Open AccessGaN-on-diamond technology platform: Bonding-free membrane manufacturing process
Author(s) -
Matthew D. Smith,
Jerome A. Cuenca,
D. Field,
Yen-Chun Fu,
Chao Yuan,
Fabien Massabuau,
Soumen Mandal,
James W. Pomeroy,
Rachel A. Oliver,
Michael J. Uren,
K. Elgaid,
Oliver A. Williams,
Iain Thayne,
Martin Kuball
Publication year - 2020
Publication title -
aip advances
Language(s) - English
Resource type - Journals
SCImago Journal Rank - 0.421
H-Index - 58
ISSN - 2158-3226
DOI - 10.1063/1.5129229
Subject(s) - diamond , materials science , chemical vapor deposition , epitaxy , nucleation , optoelectronics , wafer , transmission electron microscopy , nanotechnology , layer (electronics) , composite material , chemistry , organic chemistry
GaN-on-diamond samples were demonstrated using a membrane-based technology.

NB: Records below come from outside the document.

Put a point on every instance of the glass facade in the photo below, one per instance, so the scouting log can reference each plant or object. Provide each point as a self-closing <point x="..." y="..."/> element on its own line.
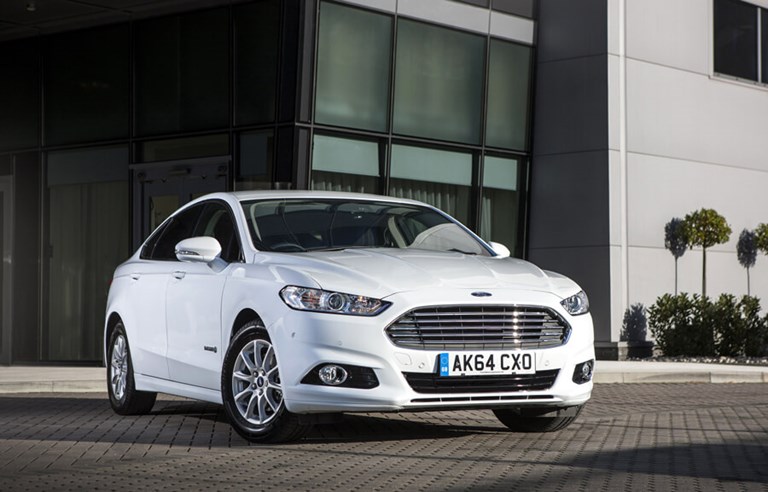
<point x="104" y="131"/>
<point x="455" y="97"/>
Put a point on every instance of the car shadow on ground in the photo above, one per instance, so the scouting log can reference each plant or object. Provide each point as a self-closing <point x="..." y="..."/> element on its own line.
<point x="193" y="424"/>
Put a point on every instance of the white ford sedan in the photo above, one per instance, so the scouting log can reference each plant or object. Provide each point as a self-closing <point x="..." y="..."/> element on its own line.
<point x="291" y="307"/>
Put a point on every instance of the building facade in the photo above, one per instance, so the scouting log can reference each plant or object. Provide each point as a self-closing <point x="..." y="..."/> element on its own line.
<point x="569" y="131"/>
<point x="112" y="119"/>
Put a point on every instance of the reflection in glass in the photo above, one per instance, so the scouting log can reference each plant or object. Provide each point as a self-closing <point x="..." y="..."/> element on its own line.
<point x="438" y="177"/>
<point x="438" y="82"/>
<point x="508" y="95"/>
<point x="182" y="72"/>
<point x="735" y="26"/>
<point x="353" y="67"/>
<point x="500" y="209"/>
<point x="256" y="47"/>
<point x="86" y="85"/>
<point x="343" y="164"/>
<point x="88" y="234"/>
<point x="19" y="94"/>
<point x="254" y="171"/>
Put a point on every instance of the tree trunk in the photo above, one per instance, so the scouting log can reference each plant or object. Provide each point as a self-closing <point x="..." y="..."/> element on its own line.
<point x="675" y="277"/>
<point x="704" y="273"/>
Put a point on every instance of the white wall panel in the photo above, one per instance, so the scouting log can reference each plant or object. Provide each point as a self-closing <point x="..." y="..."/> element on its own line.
<point x="680" y="114"/>
<point x="652" y="274"/>
<point x="660" y="188"/>
<point x="673" y="33"/>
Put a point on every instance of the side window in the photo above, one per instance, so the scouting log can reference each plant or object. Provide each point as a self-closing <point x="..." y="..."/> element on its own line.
<point x="180" y="227"/>
<point x="216" y="222"/>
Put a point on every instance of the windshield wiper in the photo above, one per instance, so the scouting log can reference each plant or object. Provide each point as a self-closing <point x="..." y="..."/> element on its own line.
<point x="456" y="250"/>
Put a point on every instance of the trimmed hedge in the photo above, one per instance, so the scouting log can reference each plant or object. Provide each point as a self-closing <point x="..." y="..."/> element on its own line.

This was achieved by selective area Si substrate removal of areas of up to 1 cm × 1 cm from a GaN-on-Si wafer, followed by direct growth of a polycrystalline diamond using microwave plasma chemical vapor deposition on etch exposed N-polar AlN epitaxial nucleation layers. Atomic force microscopy and transmission electron microscopy were used to confirm the formation of high quality, void-free AlN/diamond interfaces. The bond between the III-nitride layers and the diamond was validated by strain measurements of the GaN buffer layer. Demonstration of this technology platform is an important step forward for the creation of next generation high power electronic devices.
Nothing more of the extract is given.